If we can solve the standardization crisis and close the regulatory predictability gap, the potential of organoid technology is limitless. We are moving toward a future of personalized medicine, where we can model an individual's biological responses before the first dose of a drug, cell therapy, or gene therapy is ever administered.
Imagine testing drug efficacy and toxicity on an organoid or organ-on-a-chip “avatar” derived from a specific patient. This capability would allow us to stratify patients for clinical trials, selecting only those most likely to respond, thereby increasing success rates and reducing the number of human subjects needed for testing. Furthermore, by using standardized iPSCs, we can generate libraries of organoids that represent national or global population diversity, ensuring that drugs are safe for all demographics, not just a select few.

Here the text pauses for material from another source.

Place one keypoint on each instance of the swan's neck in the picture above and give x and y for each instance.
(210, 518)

Industry needs to take the lead on these cutting-edge technologies. This is why Pluristyx has formed the Organoid COMMONS, a public-private consortium working to establish the global standards and reference materials and methodologies the industry desperately needs. By pooling the expertise of industry leaders and working with regulators, we can hopefully validate these New Approach Methodologies once, rather than forcing every sponsor to reinvent the wheel, adding significant cost and time to therapeutic programs.
We have the mandate. We have the technology. Now, we must build the roadmap to achieve success. By combining standardized biological inputs with scalable engineering and a clear regulatory timeline, we can transform organoids from a promising experiment into the new standard for drug discovery. The tools are in our hands; it is time to industrialize them.